L'albatros
Souvent, pour s'amuser, les hommes d'équipage
Prennent des albatros, vastes oiseaux des mers,
Qui suivent, indolents compagnons de voyage,
Le navire glissant sur les gouffres amers.
A peine les ont-ils déposés sur les planches,
Que ces rois de l'azur, maladroits et honteux,
Laissent piteusement leurs grandes ailes blanches
Comme des avirons traîner à côté d'eux.
Ce voyageur ailé, comme il est gauche et veule !
Lui, naguère si beau, qu'il est comique et laid !
L'un agace son bec avec un brûle-gueule,
L'autre mime, en boitant, l'infirme qui volait !
Le Poète est semblable au prince des nuées
Qui hante la tempête et se rit de l'archer
Exilé sur le sol au milieu des huées,
Ses ailes de géant l'empêchent de marcher.
Spesso, per divertirsi, le ciurme
Catturano degli albatri, grandi uccelli marini,
che seguono, compagni di viaggio pigri,
il veliero che scivola sugli amari abissi.

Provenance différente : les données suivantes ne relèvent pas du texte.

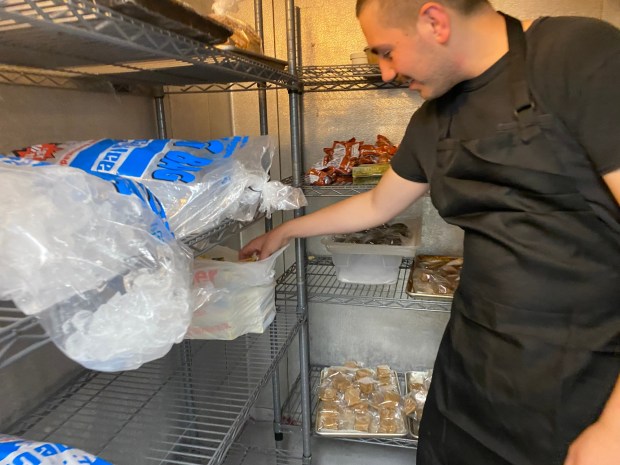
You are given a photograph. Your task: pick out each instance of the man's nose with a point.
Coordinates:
(387, 71)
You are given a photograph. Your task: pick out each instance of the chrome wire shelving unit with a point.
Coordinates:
(89, 41)
(190, 406)
(186, 408)
(324, 287)
(338, 189)
(344, 78)
(292, 414)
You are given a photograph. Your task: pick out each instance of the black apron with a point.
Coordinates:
(531, 351)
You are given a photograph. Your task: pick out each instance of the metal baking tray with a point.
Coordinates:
(411, 423)
(414, 286)
(172, 15)
(361, 434)
(270, 61)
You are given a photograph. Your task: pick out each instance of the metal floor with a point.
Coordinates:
(258, 435)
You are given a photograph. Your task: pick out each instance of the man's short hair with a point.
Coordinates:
(408, 9)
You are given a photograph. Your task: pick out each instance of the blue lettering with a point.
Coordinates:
(105, 166)
(191, 144)
(173, 175)
(178, 158)
(21, 459)
(46, 450)
(215, 146)
(112, 156)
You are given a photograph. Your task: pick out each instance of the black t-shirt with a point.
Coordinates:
(573, 66)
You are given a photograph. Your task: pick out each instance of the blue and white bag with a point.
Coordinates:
(15, 451)
(93, 258)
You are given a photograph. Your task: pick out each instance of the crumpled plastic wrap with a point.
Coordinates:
(199, 183)
(232, 298)
(278, 196)
(94, 260)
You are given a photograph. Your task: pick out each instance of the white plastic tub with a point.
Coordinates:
(373, 263)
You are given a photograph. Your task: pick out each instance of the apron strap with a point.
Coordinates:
(524, 106)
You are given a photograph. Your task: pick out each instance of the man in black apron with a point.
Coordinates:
(519, 143)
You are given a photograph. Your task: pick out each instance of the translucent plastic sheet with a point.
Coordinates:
(94, 260)
(232, 298)
(199, 183)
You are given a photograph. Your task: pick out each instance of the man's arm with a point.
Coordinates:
(390, 197)
(599, 444)
(613, 182)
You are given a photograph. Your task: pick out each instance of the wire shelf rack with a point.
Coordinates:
(241, 454)
(344, 78)
(339, 189)
(291, 412)
(200, 243)
(186, 408)
(324, 287)
(90, 40)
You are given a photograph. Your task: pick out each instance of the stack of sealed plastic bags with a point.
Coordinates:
(92, 237)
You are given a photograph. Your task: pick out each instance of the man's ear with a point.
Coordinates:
(436, 20)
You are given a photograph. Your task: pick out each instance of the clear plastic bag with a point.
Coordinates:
(94, 260)
(232, 298)
(199, 183)
(278, 196)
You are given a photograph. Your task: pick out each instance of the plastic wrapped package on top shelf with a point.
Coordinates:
(244, 36)
(93, 258)
(232, 298)
(199, 183)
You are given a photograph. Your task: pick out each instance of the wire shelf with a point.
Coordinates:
(200, 243)
(291, 412)
(344, 78)
(82, 37)
(249, 455)
(19, 334)
(340, 189)
(186, 408)
(324, 287)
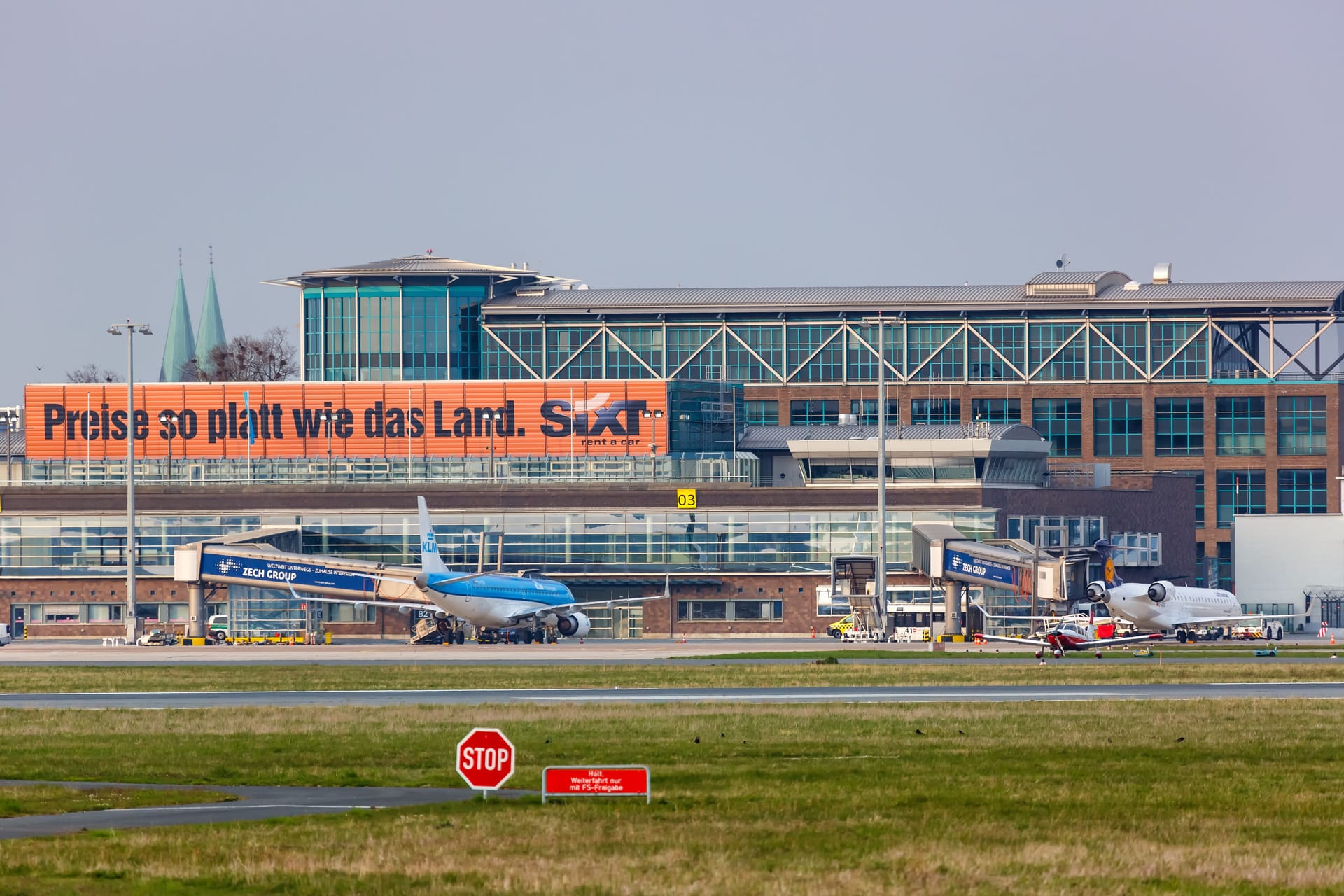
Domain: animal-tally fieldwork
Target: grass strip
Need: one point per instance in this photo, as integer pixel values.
(1199, 797)
(808, 672)
(50, 799)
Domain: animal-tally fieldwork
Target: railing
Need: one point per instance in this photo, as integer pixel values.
(555, 469)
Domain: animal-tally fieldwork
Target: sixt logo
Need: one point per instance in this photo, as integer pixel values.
(590, 418)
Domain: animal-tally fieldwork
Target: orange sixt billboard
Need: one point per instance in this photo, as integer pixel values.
(355, 419)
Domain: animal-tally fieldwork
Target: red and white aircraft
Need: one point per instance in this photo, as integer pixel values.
(1072, 637)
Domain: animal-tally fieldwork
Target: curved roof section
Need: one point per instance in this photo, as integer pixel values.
(1319, 296)
(425, 264)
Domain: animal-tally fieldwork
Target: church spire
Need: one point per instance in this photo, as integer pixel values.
(179, 346)
(211, 321)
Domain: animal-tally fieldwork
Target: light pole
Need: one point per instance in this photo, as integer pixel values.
(169, 422)
(879, 568)
(326, 416)
(489, 416)
(654, 416)
(11, 419)
(131, 330)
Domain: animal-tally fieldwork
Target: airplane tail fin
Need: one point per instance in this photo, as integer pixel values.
(430, 562)
(1108, 564)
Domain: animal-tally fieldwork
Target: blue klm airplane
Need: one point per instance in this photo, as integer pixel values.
(492, 599)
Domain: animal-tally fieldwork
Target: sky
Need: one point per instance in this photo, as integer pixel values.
(647, 144)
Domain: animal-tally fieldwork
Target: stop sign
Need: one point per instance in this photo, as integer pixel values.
(486, 758)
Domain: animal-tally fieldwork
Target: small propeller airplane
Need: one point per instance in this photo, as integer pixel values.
(491, 599)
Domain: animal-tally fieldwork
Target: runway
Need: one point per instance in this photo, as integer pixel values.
(253, 804)
(538, 696)
(654, 652)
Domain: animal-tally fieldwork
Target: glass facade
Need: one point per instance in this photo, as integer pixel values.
(1301, 491)
(554, 542)
(1241, 426)
(813, 412)
(936, 412)
(1179, 426)
(1119, 428)
(1240, 492)
(1301, 425)
(1060, 421)
(996, 410)
(761, 413)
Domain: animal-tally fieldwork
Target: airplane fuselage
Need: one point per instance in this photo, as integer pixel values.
(1182, 606)
(493, 601)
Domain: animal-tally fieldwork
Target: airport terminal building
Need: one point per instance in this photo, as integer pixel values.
(559, 421)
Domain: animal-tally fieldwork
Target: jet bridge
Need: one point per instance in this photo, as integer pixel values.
(955, 561)
(253, 559)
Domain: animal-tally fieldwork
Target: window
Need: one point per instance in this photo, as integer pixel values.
(730, 610)
(866, 409)
(995, 410)
(936, 412)
(1179, 426)
(815, 413)
(1060, 421)
(762, 413)
(1241, 426)
(61, 613)
(1138, 548)
(1301, 491)
(1301, 425)
(1119, 428)
(1240, 492)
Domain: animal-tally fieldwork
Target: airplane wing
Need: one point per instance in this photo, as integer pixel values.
(1179, 624)
(371, 602)
(1110, 643)
(1034, 643)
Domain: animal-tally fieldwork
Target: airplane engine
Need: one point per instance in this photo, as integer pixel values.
(573, 626)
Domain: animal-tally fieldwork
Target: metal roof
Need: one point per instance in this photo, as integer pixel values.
(1073, 277)
(756, 300)
(776, 438)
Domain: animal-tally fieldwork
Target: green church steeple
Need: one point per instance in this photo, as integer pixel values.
(211, 321)
(179, 346)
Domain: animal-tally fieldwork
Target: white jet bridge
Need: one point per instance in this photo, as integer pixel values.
(953, 561)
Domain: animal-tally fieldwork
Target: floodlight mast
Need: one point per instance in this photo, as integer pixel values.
(131, 330)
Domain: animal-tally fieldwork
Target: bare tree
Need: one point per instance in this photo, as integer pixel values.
(248, 359)
(92, 374)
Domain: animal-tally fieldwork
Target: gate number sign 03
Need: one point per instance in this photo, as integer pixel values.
(486, 760)
(585, 780)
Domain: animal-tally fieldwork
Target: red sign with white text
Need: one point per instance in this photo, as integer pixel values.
(584, 780)
(486, 758)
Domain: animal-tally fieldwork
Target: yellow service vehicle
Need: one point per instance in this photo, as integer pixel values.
(838, 629)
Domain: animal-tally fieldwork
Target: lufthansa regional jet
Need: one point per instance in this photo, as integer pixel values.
(492, 599)
(1166, 606)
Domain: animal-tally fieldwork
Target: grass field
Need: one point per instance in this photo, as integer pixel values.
(1193, 797)
(48, 799)
(804, 673)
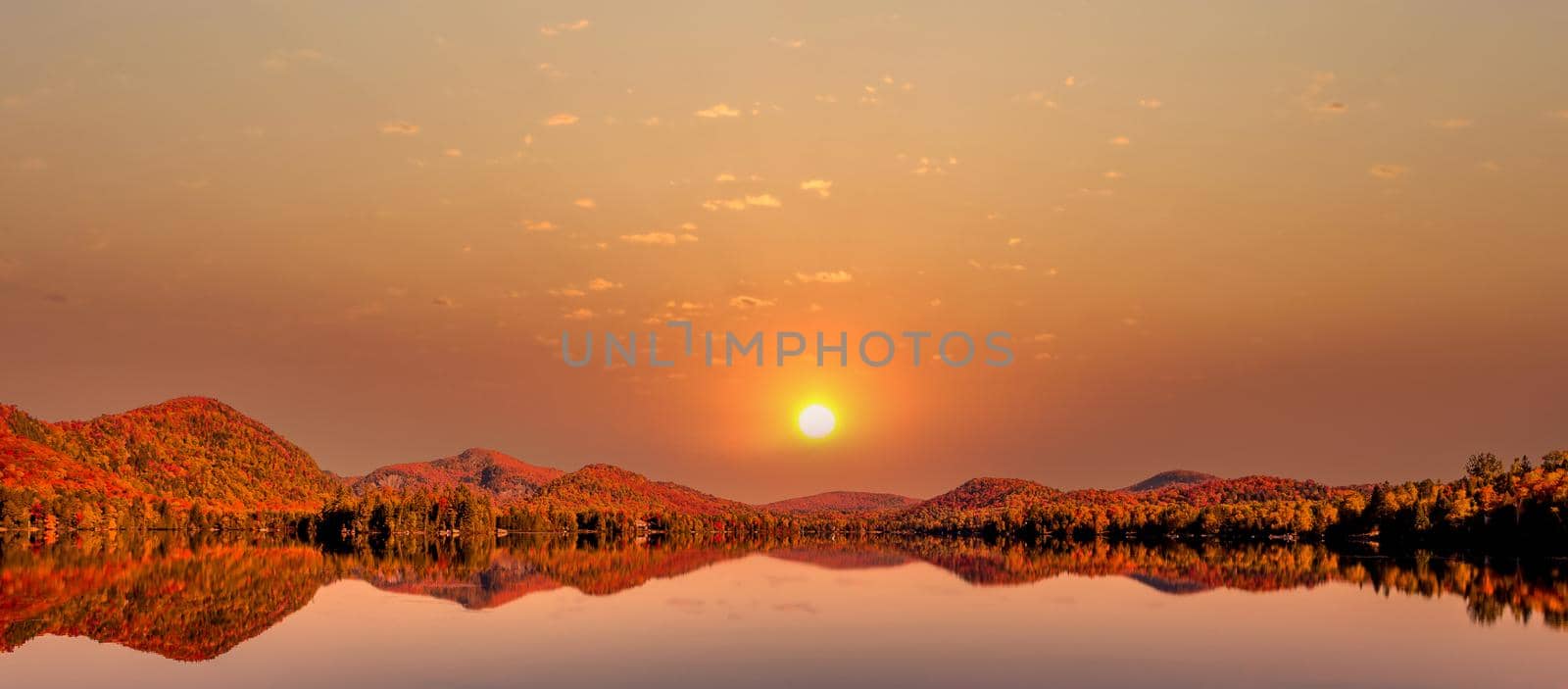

E li hanno appena deposti sul ponte,
che questi re dell’azzurro, impotenti e vergognosi,
abbandonano malinconicamente le grandi ali candide
come remi ai loro fianchi.
Questo alato viaggiatore, com’è goffo e leggero!
Lui, poco fa così bello, com’è comico e brutto!
Qualcuno gli stuzzica il becco con la pipa,
un altro scimmiotta, zoppicando, l’infermo che volava!
Il poeta è come il principe delle nuvole
Che abituato alla tempesta ride dell’arciere;
esiliato sulla terra fra gli scherni,
non riesce a camminare per le sue ali di gigante.